ペンタックス smc PENTAX-DA L 18-55mmF3.5-5.6AL WR レビュー|気軽に持ち出せる便利なキットレンズ

三井公一
ペンタックス smc PENTAX-DA L 18-55mmF3.5-5.6AL WR レビュー|気軽に持ち出せる便利なキットレンズ

キットレンズながら実力派の描写力

レンズ交換式カメラを購入するときにレンズも一緒に買う人は多いでしょう。レンズがないと写真が撮れませんからね。その場合、カメラとセットになっているものを選ぶ人がほとんどだと思います。今回はそんな「キットレンズ」にスポットライトを当ててご紹介したいと思います。

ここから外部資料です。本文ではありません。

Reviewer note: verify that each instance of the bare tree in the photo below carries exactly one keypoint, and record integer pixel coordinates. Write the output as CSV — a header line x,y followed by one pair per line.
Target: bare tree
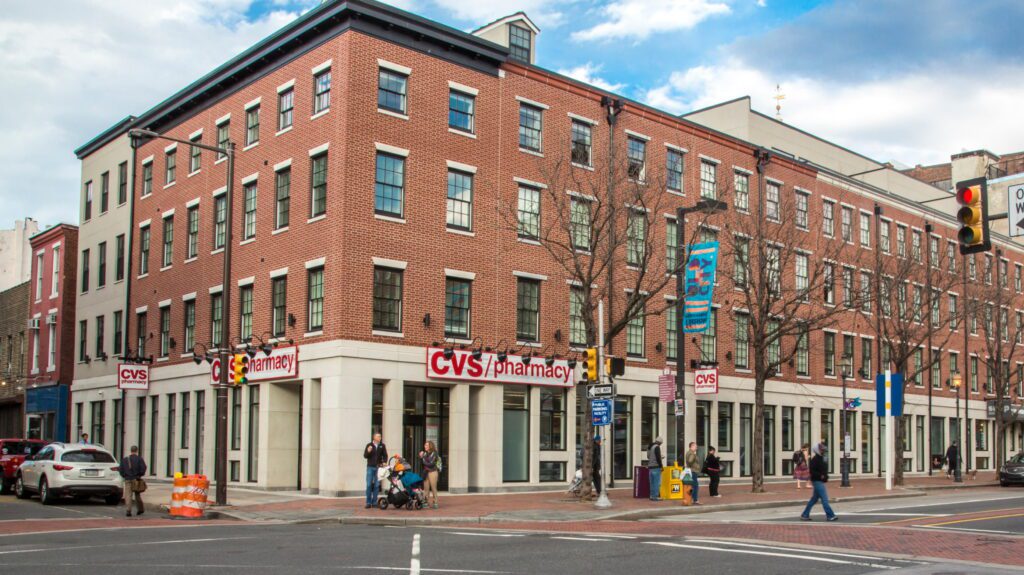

話題の最新デジタル一眼レフ「PENTAX KF」。そのボディとともに販売されているのは「smc PENTAX-DA L 18-55mmF3.5-5.6AL WR」です。35mm判換算で27.5-84.5mmをカバーできる使いやすいレンジを持っていますが、このレンズを「PENTAX KF」や「PENTAX K-3 Mark III」で試してみましょう。セットになるほどなので写りはなかなかの実力派でした。

smc PENTAX-DA L 18-55mmF3.5-5.6AL WRの特徴

このレンズは何よりも軽くてコンパクト、そして高性能非球面レンズと異常低分散ガラスを採用し、さまざまな収差を良好に補正し、高い画質を提供してくれるのが特徴です。しかも、簡易防塵防滴構造を備えているので、不意の雨などでも安心して撮影を続けられるのがいいですね。

「ふむふむ」とPENTAXのウェブサイトでスペックをチェックしていたところ、「smc PENTAX-DA 18-55mmF3.5-5.6AL WR」という単品販売されているレンズがあることに気がつきました。レンズキットのものは「smc PENTAX-DA L 18-55mmF3.5-5.6AL WR」です。「DA」と「DA L」と表記が異なっています。よくチェックすると外観もちょっと違うようです。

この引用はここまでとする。